Wir beklagten damals mit dem ganzen Amerika, ja mit der ganzen zivilisierten Welt den großen Verlust, den die Publizistik, die Wissenschaft, die Menschheit mit dem Tode Mr. Styles erlitten hatte. Aber wir führten in unserem Nekrologe schon damals aus, daß das grausame Schicksal hier eigentlich trotz seiner rauhen Hand barmherzig gewesen sei und den berühmten Autor durch ein jähes Ende vor langem körperlichen Leiden bewahrt habe: denn den Vertrauten des Mr. Style sei es nur zu sehr bekannt gewesen, wie schwer krank er schon seit langen Jahren war. Nur ein so starker Geist, wie der seine, habe so lange über die Materie zu siegen verstanden, und niemand habe seinen glänzend geschriebenen, alle Vorzüge unserer besten Klassiker zeigenden Aufsätzen angemerkt, unter welchen körperlichen Qualen sie entstanden. Wir wagten es damals (vgl. 26. Jahrgang, Nr. 245) eine Parallele mit unserm großen deutschen Dichter Friedrich Schiller zu ziehen, für den wir Deutsch-Amerikaner vielleicht mehr als seine Landsleute daheim im Vaterlande übrig haben; wir führten aus, wieviel die Welt einst bei dem Tode des großen Dichters verloren habe, wieviel von seiner Feder noch zu hoffen gewesen, und daß die Zahl seiner ungeschriebenen Werke gewiß viel größer sei, als die der hinterlassenen. Wir beklagten die Hinfälligkeit der Menschennatur, die einen solchen Feuergeist in die Fesseln eines kränklichen Körpers gebannt habe. »Pegasus im Joche!« Wir schrieben, daß gerade solche Fälle es seien, welche uns Menschen den unbescheidenen Wunsch in der Seele erwecken, die Natur meistern zu können, das heißt im Interesse der Menschheit solche begnadeten Geister von dem Schicksal ihrer zufälligen körperlichen Konstitution befreien zu können.

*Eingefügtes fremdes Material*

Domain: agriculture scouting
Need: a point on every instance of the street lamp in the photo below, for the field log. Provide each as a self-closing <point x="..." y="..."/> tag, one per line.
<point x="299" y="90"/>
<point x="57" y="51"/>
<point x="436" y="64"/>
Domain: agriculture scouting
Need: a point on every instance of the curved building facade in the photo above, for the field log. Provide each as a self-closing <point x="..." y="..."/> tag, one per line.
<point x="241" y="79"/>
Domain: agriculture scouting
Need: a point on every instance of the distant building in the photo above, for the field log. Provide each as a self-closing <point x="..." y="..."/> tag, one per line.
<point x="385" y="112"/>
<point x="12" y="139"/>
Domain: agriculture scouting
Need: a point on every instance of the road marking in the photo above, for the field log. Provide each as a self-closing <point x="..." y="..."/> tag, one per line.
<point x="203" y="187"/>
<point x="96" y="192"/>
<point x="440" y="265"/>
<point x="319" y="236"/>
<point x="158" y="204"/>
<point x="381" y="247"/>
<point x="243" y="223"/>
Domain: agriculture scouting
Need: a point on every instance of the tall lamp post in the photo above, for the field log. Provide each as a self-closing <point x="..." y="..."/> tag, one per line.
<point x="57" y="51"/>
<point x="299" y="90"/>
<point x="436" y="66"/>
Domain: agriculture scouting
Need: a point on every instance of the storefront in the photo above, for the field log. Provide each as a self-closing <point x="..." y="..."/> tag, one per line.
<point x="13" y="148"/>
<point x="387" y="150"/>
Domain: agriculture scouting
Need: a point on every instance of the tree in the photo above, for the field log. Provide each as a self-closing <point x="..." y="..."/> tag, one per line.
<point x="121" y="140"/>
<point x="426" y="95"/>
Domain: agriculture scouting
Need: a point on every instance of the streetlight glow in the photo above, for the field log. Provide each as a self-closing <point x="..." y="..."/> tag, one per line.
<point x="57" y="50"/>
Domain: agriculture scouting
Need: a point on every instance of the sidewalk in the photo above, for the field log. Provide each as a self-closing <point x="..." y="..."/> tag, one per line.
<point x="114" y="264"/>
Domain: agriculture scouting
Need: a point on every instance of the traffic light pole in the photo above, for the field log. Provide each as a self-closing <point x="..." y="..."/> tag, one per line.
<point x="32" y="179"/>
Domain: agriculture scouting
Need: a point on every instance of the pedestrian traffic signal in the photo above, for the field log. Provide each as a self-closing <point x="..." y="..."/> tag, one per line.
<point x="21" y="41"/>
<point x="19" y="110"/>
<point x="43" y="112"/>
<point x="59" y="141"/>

Nun aber kommt, wie eingangs erwähnt, aus einem kleinen Landstädtchen am Ohio die unglaubliche Kunde, daß Mr. Vivacius Style noch lebt, daß jene famosen Artikel in der ›Sun‹ und anderen Blättern, welche die letzten aktuellen Fragen in überraschender, ganz eigenartiger, aber hochmoderner Weise beleuchten, buchstäblich von ihm herrühren. Dabei bleibt nur das eine rätselhaft, wie er und ob er bei dem Eisenbahnunglück gerettet worden ist, da doch seine Freunde seine Leiche rekognosziert haben. Seine früheren Verehrer glauben daher nicht an seine Autorschaft in bezug auf seine jetzigen Veröffentlichungen und halten die ganze Geschichte für ein schlaues Pressemanöver – um so mehr, als niemand bis jetzt den wiedererstandenen Vivacius Style gesehen oder gesprochen hat. Für die Wahrheit der Sache aber spricht unseres Erachtens trotz aller gegenseitigen Äußerungen die erschienene Artikelserie in einwandfreier, uns völlig überzeugender Weise. So schreibt nur einer von unseren lebenden Autoren – und das ist Mr. Vivacius Style! Ex ungue leonem! – Wir erörtern gar nicht erst wie andere Zeitungen die verschiedenen Möglichkeiten einer plausiblen Erklärung der mysteriösen Angelegenheit: Benutzung früherer, noch unveröffentlichter Manuskripte Styles, Nachahmung seiner Schreibweise durch einen jüngeren, begabten Journalisten etc. – wir behaupten mit aller Entschiedenheit die Echtheit der Leitartikel in der ›Sun‹. Wir wissen, daß wir mit dieser Behauptung jetzt ziemlich allein stehen; aber die Zukunft wird uns recht geben. – – So weit hatten wir gestern geschrieben. Inzwischen hat die ganze Sache eine überraschende, um nichts weniger wunderbare Aufklärung gefunden.
Mr. Vivacius Style lebt tatsächlich – oder hat bis vor wenigen Tagen noch gelebt; allerdings muß man bei dem Wort ›leben‹ insofern eine Einschränkung machen, als nicht er selbst, sein ganzes körperliches Ich, seit jenem Eisenbahnunglück weitergelebt hat, sondern nur – sein Kopf!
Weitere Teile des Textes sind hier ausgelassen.